Transparência e controle social
Outra discussão que atravessa os ditames da Lei 13.334/2016 diz respeito à transparência em determinados procedimentos. Um dos artigos da legislação determina que a Secretaria do PPI, que foi instituída pela mesma lei, poderá exigir sigilo das informações que forem fornecidas ao Congresso Nacional sobre as obras executadas através do PPI.
"Com isso, o que eles fazem é instalar regimes próprios [de acesso], que deveriam ter sido mais bem compatibilizados de acordo com a Lei de Acesso à Informação (LAI). Essa legislação veio muito frágil em termos de participação social", aponta Caio Borges.
Ele também destaca a falta de participação social no Conselho do PPI (CPPI), instituído pela nova lei para gerir as parcerias público-privadas federais e escolher os projetos a serem contemplados pelo Programa.
O colegiado é formado pelo presidente da República, pelo secretário-executivo do PPI e alguns ministros de Estado, além dos presidentes do Banco Nacional de Desenvolvimento Econômico e Social (BNDES) e da Caixa Econômica Federal (CEF).

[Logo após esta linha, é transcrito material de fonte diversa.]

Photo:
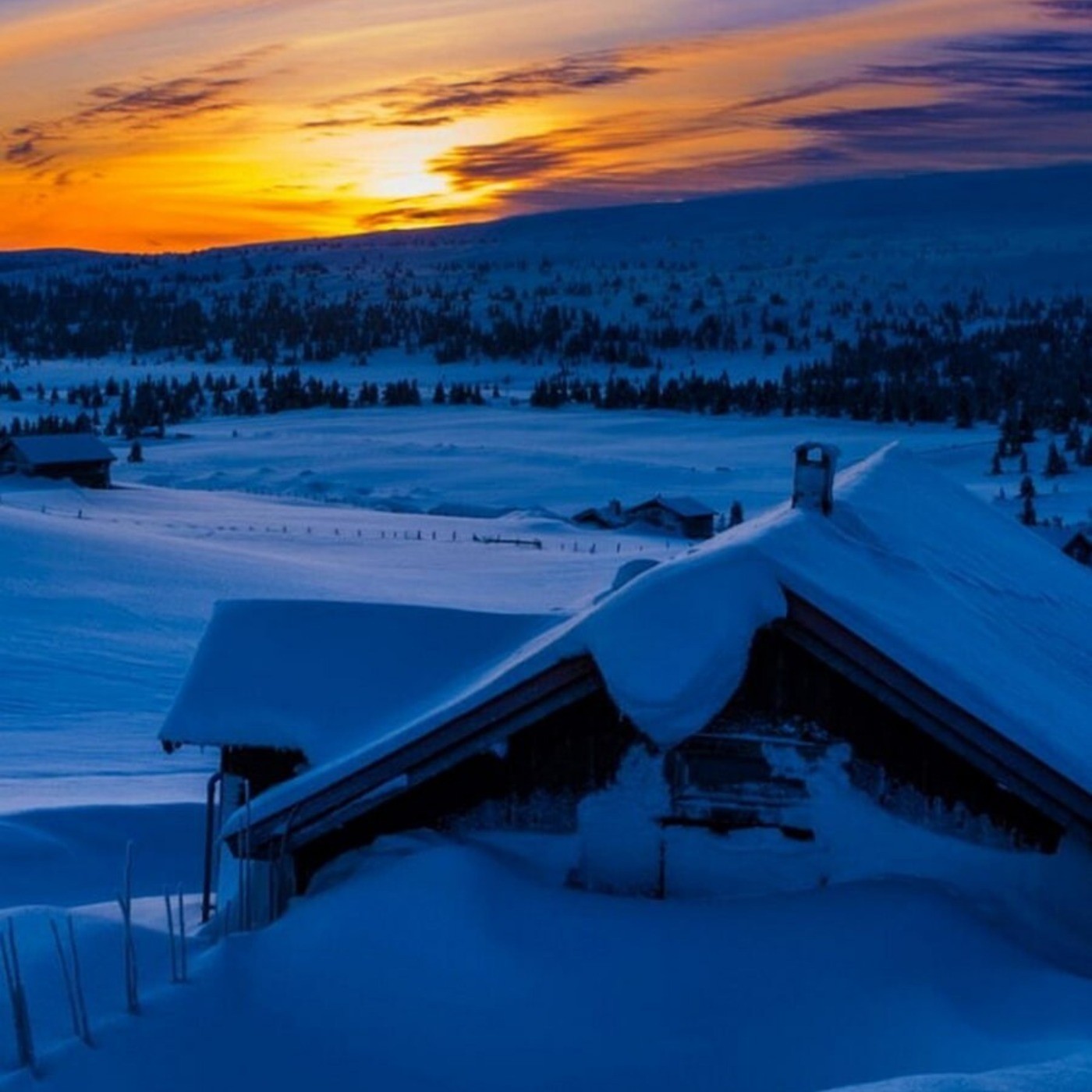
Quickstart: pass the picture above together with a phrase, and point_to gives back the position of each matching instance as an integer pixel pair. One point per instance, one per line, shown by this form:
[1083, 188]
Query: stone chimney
[814, 477]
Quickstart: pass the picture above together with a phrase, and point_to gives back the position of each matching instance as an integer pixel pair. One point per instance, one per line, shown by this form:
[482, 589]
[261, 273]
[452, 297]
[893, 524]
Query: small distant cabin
[78, 456]
[1079, 548]
[1075, 543]
[679, 516]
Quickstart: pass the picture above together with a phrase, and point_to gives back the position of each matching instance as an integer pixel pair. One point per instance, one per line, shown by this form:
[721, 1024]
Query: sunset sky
[167, 125]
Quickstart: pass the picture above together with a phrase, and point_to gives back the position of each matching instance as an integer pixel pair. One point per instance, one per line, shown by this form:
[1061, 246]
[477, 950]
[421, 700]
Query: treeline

"O Conselho não prevê a participação de entidades não governamentais, seja da sociedade civil, seja do ramo empresarial. Como consequência, há o risco de colocarem no programa projetos que não são prioritários nem mesmo pras pessoas que poderiam ser beneficiadas. (...) Além disso, ao não envolver o maior número possível de pessoas que poderiam ter interesse no empreendimento, o projeto vai contar com manifestações de oposição depois", projeta o advogado, em referência ao custo político da medida.
Ele defende que a MP 727 deveria ter sido submetida a um intenso debate público antes da aprovação pelo Congresso, de forma a garantir a manutenção do interesse público e dos direitos coletivos. "Foi um modelo aprovado sem grandes discussões", lamentou.